Suite aux manifestations violentes contre le Conseil Militaire de la Transition (CMT), à N’Djamena, le 27 avril 2021, le CMT à travers son porte-parole, Azem Bermandoa, a appelé les organisateurs des manifestations, contre l’instauration d’un Conseil militaire de Transition avec en sa tête Mahamat Idriss Déby, à discipliner leurs « sympathisants et militants ».

Le 27 avril dernier des manifestations contre l’instauration d’un Conseil militaire de Transition ont secoué la ville de N’Djamena avec au bilan  neuf morts et une trentaine de blessés, selon une ONG du pays.

Ces manifestations, qui selon le CMT sont des dérapages imputables aux manifestants, ont causé les débordements.

Le CMT à travers son porte-parole indique que « différentes organisations de la société civile, de l’opposition démocratique ont bravé l’interdiction de la manifestation ordonnée par le ministère de la Sécurité publique et de l’immigration. Cette manifestation dite pacifique a paradoxalement abouti à la destruction volontaire de 15 véhicules de la Police nationale ainsi que deux stations appartenant à la société Total. À cela s’ajoutent des coups et blessures volontaires aux agents des forces de l’ordre en mission commandée. Une policière à la retraite a été extirpée d’un véhicule de transport commun pour être lynchée. »

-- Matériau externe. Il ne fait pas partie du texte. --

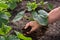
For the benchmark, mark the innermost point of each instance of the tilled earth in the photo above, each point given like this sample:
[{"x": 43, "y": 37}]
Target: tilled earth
[{"x": 52, "y": 32}]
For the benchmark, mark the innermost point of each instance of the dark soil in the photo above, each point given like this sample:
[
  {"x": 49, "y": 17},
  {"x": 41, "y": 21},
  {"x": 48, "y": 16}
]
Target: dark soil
[{"x": 52, "y": 32}]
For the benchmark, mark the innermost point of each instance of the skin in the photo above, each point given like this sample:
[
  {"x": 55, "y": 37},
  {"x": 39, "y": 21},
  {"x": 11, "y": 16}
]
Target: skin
[{"x": 54, "y": 15}]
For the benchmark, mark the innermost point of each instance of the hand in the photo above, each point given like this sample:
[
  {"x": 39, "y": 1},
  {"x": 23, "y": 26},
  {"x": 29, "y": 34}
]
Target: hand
[{"x": 33, "y": 24}]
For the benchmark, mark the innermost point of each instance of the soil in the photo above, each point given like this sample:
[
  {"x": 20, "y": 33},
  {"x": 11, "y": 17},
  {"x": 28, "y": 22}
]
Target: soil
[{"x": 51, "y": 32}]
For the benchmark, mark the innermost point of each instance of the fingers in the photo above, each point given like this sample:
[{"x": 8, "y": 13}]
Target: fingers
[
  {"x": 27, "y": 25},
  {"x": 33, "y": 29}
]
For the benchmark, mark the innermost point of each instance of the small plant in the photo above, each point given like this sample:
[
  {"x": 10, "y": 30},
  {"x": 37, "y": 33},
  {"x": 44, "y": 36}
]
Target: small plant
[
  {"x": 4, "y": 20},
  {"x": 40, "y": 15}
]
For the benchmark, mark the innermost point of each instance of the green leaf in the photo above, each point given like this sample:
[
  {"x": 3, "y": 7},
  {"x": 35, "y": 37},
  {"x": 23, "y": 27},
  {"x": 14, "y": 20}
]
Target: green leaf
[
  {"x": 13, "y": 37},
  {"x": 3, "y": 6},
  {"x": 2, "y": 38},
  {"x": 41, "y": 17},
  {"x": 31, "y": 6},
  {"x": 50, "y": 6},
  {"x": 21, "y": 36},
  {"x": 19, "y": 16}
]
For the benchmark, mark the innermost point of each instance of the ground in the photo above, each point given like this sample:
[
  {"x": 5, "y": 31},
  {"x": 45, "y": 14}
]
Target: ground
[{"x": 52, "y": 32}]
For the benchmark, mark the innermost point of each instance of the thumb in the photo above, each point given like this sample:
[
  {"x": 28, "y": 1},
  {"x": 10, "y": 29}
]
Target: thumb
[
  {"x": 27, "y": 25},
  {"x": 33, "y": 29}
]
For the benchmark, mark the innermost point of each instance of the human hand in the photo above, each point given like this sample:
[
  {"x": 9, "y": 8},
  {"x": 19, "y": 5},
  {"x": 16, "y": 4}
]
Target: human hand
[{"x": 33, "y": 24}]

Le CMT a appelé les organisateurs à « recadrer leurs militants et sympathisants » et déplore « six victimes ». « Le Conseil militaire de Transition demande aux meneurs de grève de recadrer leurs sympathisants et militants afin que la marche s’inscrive dans un cadre purement pacifique. Sous réserve de la confirmation du nombre exact de victimes par le parquet d’instance de Ndjamena, le CMT déplore six victimes et présente par la même occasion des condoléances aux familles éplorées. Une enquête judiciaire est en cours afin que les différentes responsabilités soient pénalement situées », a déclaré le porte-parole Azem Bermandoa.